- Adilang Map of Uganda showing the location of Adilang.
- Coordinates: 02°44′24″N 33°28′48″E﻿ / ﻿2.74000°N 33.48000°E
- Country: Uganda
- Region: Northern Region of Uganda
- Sub-region: Acholi sub-region
- District: Agago District
- Elevation: 1,100 m (3,600 ft)
- Time zone: UTC+3 (EAT)

= Adilang =

Adilang is a town in the Northern Region of Uganda.

==Location==
The town is in Adilang sub-county, Agago District, Acholi sub-region. It is approximately 40 km southeast of Agago, where the district headquarters are located. This is approximately 170 km, directly east of Gulu, the largest urban center in the Northern Region.
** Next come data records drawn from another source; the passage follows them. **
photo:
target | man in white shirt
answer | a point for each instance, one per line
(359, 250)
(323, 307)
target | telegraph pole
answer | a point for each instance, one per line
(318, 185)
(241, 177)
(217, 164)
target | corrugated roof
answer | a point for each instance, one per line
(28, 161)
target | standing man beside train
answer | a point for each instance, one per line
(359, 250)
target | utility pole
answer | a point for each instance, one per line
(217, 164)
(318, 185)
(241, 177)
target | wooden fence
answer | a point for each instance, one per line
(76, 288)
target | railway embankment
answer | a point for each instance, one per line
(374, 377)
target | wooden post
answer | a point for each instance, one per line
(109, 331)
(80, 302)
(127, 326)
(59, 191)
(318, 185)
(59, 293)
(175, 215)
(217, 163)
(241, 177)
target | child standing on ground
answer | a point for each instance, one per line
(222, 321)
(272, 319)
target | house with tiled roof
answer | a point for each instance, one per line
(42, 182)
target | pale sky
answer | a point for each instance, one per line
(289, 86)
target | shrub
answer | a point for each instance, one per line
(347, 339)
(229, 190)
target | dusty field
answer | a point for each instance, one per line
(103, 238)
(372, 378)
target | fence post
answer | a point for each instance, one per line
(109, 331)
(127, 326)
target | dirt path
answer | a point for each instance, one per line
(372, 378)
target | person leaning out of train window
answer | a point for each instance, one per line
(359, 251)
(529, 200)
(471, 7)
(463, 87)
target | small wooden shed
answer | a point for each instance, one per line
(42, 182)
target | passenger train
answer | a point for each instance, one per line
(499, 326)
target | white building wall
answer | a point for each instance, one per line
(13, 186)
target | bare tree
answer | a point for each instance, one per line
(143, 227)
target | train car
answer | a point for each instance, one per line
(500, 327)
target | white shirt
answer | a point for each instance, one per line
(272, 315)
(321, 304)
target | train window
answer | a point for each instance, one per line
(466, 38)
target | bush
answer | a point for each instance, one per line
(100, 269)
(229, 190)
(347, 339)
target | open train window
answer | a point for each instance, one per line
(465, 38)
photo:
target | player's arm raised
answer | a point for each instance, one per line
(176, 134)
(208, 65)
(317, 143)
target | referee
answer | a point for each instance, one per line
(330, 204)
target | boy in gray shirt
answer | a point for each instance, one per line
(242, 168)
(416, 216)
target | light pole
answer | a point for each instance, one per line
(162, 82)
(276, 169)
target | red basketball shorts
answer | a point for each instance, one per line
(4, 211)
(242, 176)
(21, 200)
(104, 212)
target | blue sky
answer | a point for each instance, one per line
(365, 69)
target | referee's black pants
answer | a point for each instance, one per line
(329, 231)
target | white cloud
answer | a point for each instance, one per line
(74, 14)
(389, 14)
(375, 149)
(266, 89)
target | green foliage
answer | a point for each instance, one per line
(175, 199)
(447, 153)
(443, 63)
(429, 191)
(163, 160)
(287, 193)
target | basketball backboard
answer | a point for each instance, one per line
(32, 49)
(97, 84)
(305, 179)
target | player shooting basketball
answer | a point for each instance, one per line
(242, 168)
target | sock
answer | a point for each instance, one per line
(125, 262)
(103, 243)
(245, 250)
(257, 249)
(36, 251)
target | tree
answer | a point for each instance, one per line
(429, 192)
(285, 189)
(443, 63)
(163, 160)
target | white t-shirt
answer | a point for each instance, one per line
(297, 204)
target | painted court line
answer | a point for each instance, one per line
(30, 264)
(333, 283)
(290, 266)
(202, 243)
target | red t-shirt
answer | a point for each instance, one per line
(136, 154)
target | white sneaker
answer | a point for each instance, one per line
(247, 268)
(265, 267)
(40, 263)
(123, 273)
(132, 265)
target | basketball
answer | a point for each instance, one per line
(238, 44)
The coordinates of Adilang are:2° 44' 24.00"N, 33° 28' 48.00"E (Latitude:2.7400; Longitude:33.4800).

==Overview==
Adilang is an urban center and administered by the Adilang Town Council, an urban local government.

==Points of interest==
The following points of interest are located inside the town or near its edges:
- offices of Adilang Town council
- offices of Adilang sub-county
- Adilang central market
- Gulu-Abim road, passing through town in a west–east direction
- Adilang-Naamokoro road, making a T-junction with the Gulu-Abim road, in the middle of town.